Even if you’re not chasing performance benchmarks to show off your new 2Gbps fiber line, you’ll benefit from a newer Wi-Fi router if you have a plethora of devices in your home.

We want to emphasize that it’s the number of devices and not the number of users that you want to focus on. Increasingly devices, even when they aren’t in use, have a fairly high bandwidth overhead and place demands on your network you might not expect.

Cloud-based security cameras use a lot of bandwidth, as do a variety of other smart home devices—you’d be surprised how many bandwidth vampires there are around your home. Many people think that heavy bandwidth consumption is a sign of a problem. However, many devices that are using bandwidth will also be using Wi-Fi.

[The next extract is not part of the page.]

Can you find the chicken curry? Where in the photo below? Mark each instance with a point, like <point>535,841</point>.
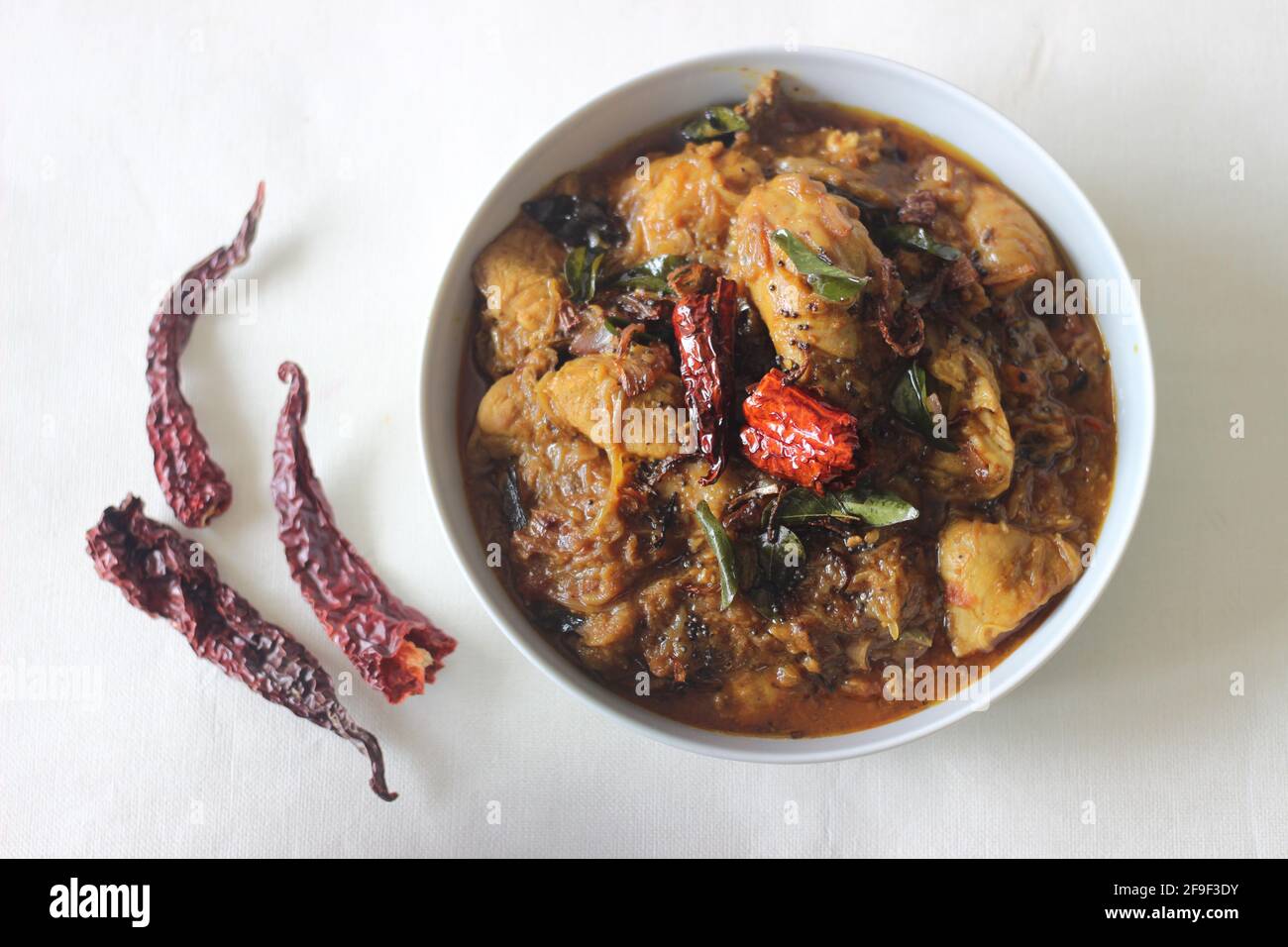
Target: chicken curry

Add up all the computers, tablets, smartphones, consoles, streaming devices, smart TVs, smart home accessories, and more found in a modern home, and you’re looking at a list that easily brushes up to or exceeds the capacity of older routers.

While we’re talking about too many devices on your Wi-Fi network, we’d encourage you think about taking devices off your Wi-Fi network. No, we don’t mean living a life with an Xbox or smart TV fully disconnected from the internet—we mean switching any devices you can over to Ethernet to free You can free up space for Wi-Fi devices that are still active.

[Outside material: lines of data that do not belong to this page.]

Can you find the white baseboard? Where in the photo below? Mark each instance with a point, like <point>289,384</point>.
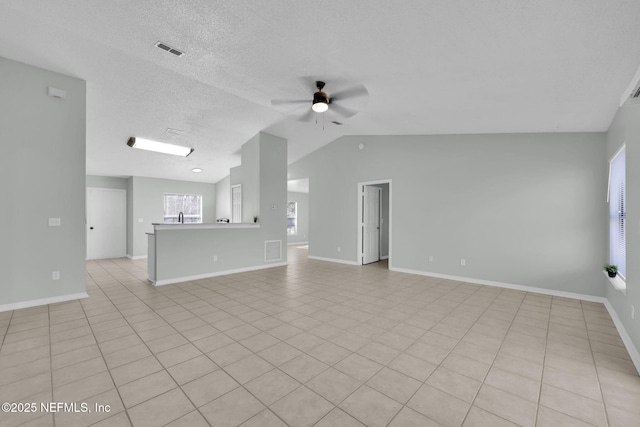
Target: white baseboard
<point>533,289</point>
<point>215,274</point>
<point>339,261</point>
<point>626,339</point>
<point>42,301</point>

Speed of cables and hardware that is older reduces

This one is really easy to overlook if you’re not much of a networking nerd. While the Wi-Fi router itself and the Wi-Fi capabilities of the endpoint devices like your smartphone or smart TV are a huge part of the Wi-Fi performance puzzle, you don’t want to neglect the simple physical bits that tie your network together.

If you have outdated Cat5 cables or an outdated 10/100 network switch mixed in with your network hardware you’re unwittingly hobbling your network speeds.

People with sub-100Mbps broadband may not be able to notice an old switch affecting their performance. But if they have better broadband than you, the cables and hardware could slow down their speed.

You can avoid this by making sure that the cables connecting different components of your network are at least Cat5E. Or better, Cat6. And if you’re using network switches upgrade them from 10/100 switches to gigabit switches. Unmanaged gigabit switches Cat6 patch cables These days, they are extremely cheap.

Channel Congestion Dings Wi-Fi Performance

Wi-Fi channel congest is caused by multiple Wi-Fi device using the same frequency (or channel) in the same area.

It can adversely affect your network if another person has a Wi-Fi router that is similar to yours, and you are close enough so their router broadcasts directly into your living area.

It is more common for devices in the 2.4Ghz spectrum than it is on the 5Ghz, however you need to be aware of this regardless of whether you live in an apartment building or densely populated neighborhood. You’ll need to identify which channels are the most congested and refer to the documentation for your particular router to change to less congested channels.

The Wi-Fi extenders increase reach, but decrease speed

If you’ve struggled with Wi-Fi issues like slow speeds or lackluster covered, there’s a good chance you’ve considered using a Wi-Fi extender and possibly have one in your home right now.

Wi-Fi extenders are popular, but they have an unfortunate reputation for poor network performance.

If properly used, they will increase your network’s reach, but they also can cause congestion and latency in the network, as well as reduced speed.

Temporarily unplug your Wi-Fi extension to rule out it being a cause of Wi-Fi network problems. If the extender has been disabled, you can check the performance of your Wi-Fi network with devices that are connected to it directly. Performance improvements may indicate that there is a problem, or possibly two, with your network.

First, your Wi-Fi extender may be poorly configured and deployed—use these tips and tricks to get better performance. The extender’s additional coverage and the added devices that you have connected to your network may cause more problems than the main router can handle.

In that case, it’s probably a good idea to just abandon the router + extender configuration and replace it with a more robust mesh network. You can upgrade to a mesh network by simultaneously updating your router and mating it to wireless extenders that are supercharged.